For those rejoining us in January for Semester Two, welcome back! For those who are new to the Law School or just this blog, welcome! This is where we report news, updates and offer tips for training in library resources. The blog is currently written by SarahLouise, the Law Librarian who works Wednesdays to Fridays, as we have a vacancy for the other half of the post. We hope to have a new Law Librarian joining the team over the next few months and will introduce them when they start!
We’ve received quite a few queries about locating some key resources for research and study over the last few months so we wanted to clarify how best to access these. First up, the Stair Memorial Encyclopaedia. This is a resource which is core for our undergraduate students as they get to grips with Scots Law. We do have instructions listed on the Law Databases Help & Training page under ‘Resources for Scottish Legal System’, but we wanted to add some screenshots here for the visual learners.

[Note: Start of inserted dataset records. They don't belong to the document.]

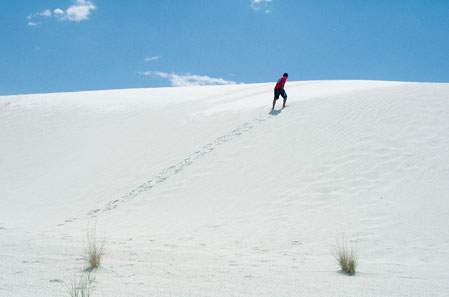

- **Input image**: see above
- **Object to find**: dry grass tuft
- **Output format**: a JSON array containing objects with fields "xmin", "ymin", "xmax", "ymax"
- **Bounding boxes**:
[
  {"xmin": 337, "ymin": 245, "xmax": 357, "ymax": 275},
  {"xmin": 84, "ymin": 226, "xmax": 105, "ymax": 271},
  {"xmin": 66, "ymin": 273, "xmax": 95, "ymax": 297}
]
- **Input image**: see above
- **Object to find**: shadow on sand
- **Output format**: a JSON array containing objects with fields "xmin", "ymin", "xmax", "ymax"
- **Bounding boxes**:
[{"xmin": 268, "ymin": 106, "xmax": 287, "ymax": 115}]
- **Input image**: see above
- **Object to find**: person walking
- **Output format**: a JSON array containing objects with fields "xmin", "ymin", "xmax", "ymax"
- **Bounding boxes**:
[{"xmin": 271, "ymin": 73, "xmax": 288, "ymax": 110}]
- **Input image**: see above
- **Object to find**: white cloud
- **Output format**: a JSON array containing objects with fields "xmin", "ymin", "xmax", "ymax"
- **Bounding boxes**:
[
  {"xmin": 251, "ymin": 0, "xmax": 272, "ymax": 13},
  {"xmin": 64, "ymin": 0, "xmax": 96, "ymax": 22},
  {"xmin": 27, "ymin": 0, "xmax": 96, "ymax": 26},
  {"xmin": 53, "ymin": 8, "xmax": 64, "ymax": 15},
  {"xmin": 145, "ymin": 56, "xmax": 159, "ymax": 62},
  {"xmin": 39, "ymin": 9, "xmax": 51, "ymax": 16},
  {"xmin": 139, "ymin": 71, "xmax": 236, "ymax": 87}
]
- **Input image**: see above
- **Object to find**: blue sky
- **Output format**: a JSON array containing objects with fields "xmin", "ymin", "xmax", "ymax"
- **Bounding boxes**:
[{"xmin": 0, "ymin": 0, "xmax": 449, "ymax": 95}]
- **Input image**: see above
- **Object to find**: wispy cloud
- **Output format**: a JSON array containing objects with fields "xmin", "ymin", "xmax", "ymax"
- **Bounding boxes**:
[
  {"xmin": 64, "ymin": 0, "xmax": 96, "ymax": 22},
  {"xmin": 39, "ymin": 9, "xmax": 51, "ymax": 16},
  {"xmin": 251, "ymin": 0, "xmax": 272, "ymax": 13},
  {"xmin": 53, "ymin": 8, "xmax": 64, "ymax": 16},
  {"xmin": 145, "ymin": 56, "xmax": 159, "ymax": 62},
  {"xmin": 27, "ymin": 0, "xmax": 96, "ymax": 26},
  {"xmin": 139, "ymin": 71, "xmax": 236, "ymax": 87}
]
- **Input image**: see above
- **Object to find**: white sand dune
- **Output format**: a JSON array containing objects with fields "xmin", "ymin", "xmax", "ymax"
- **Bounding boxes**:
[{"xmin": 0, "ymin": 81, "xmax": 449, "ymax": 297}]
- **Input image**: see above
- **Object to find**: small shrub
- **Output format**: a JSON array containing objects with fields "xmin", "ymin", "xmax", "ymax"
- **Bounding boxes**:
[
  {"xmin": 85, "ymin": 227, "xmax": 105, "ymax": 271},
  {"xmin": 337, "ymin": 244, "xmax": 357, "ymax": 275}
]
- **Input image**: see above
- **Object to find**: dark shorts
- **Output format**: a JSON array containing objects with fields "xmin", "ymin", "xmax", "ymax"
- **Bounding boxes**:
[{"xmin": 274, "ymin": 89, "xmax": 287, "ymax": 100}]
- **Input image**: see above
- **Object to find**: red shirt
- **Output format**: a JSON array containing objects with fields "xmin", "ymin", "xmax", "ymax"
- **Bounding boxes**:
[{"xmin": 274, "ymin": 76, "xmax": 287, "ymax": 90}]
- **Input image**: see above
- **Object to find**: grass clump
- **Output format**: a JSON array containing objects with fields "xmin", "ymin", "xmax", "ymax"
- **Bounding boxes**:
[
  {"xmin": 337, "ymin": 246, "xmax": 357, "ymax": 275},
  {"xmin": 336, "ymin": 235, "xmax": 358, "ymax": 275},
  {"xmin": 67, "ymin": 273, "xmax": 95, "ymax": 297},
  {"xmin": 84, "ymin": 227, "xmax": 105, "ymax": 271}
]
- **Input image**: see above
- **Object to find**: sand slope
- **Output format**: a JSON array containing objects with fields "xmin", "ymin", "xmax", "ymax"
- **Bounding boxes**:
[{"xmin": 0, "ymin": 81, "xmax": 449, "ymax": 297}]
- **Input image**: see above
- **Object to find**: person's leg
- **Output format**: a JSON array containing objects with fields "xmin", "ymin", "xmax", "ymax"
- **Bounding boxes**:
[{"xmin": 281, "ymin": 90, "xmax": 287, "ymax": 108}]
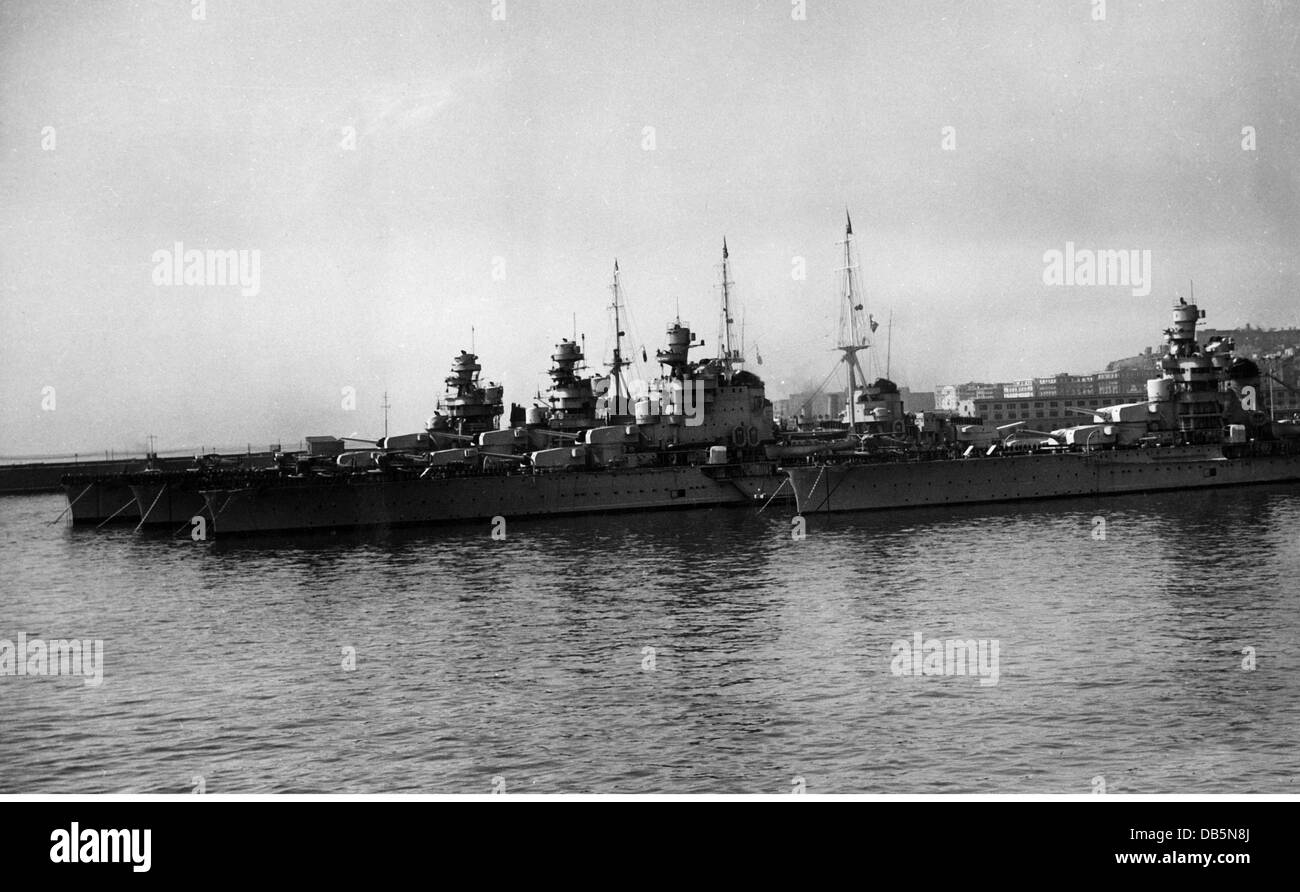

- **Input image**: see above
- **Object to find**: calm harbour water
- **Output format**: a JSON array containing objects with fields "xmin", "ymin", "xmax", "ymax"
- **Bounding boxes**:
[{"xmin": 0, "ymin": 486, "xmax": 1300, "ymax": 793}]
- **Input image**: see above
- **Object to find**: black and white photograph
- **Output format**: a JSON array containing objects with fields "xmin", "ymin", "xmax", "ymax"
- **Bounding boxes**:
[{"xmin": 0, "ymin": 0, "xmax": 1300, "ymax": 878}]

- To log in to Lexis+, you will need to select ‘academic log in’. You may then be presented with a dropdown box to select ‘UK Access Federation’. Select ‘University of Edinburgh’ from the list, and you will be logged in. Alternatively you may have the option to select ‘University of Edinburgh from the front page – do this if available!
- You may be asked to log in with your UUN at this stage if you’re not on-campus. Use your usual student ID and password.
- In the middle panel in the centre of the page, select ‘content’ from the navigation menu.
- The resource will be one of the first items listed as ‘Halsburys Laws and Stair’. Click this.
- Then you will see a link to Stair Memorial Encyclopaedia. Click the title, and use the plus and minus boxes to navigate through to find the section you need.
- If you want to, use the pushpin icon near the title to add this to your pinned sources. This bookmarking tool means that a shortcut will appear under ‘My Sources’ on the main panel when you log in to Lexis in future, which will save you a few steps.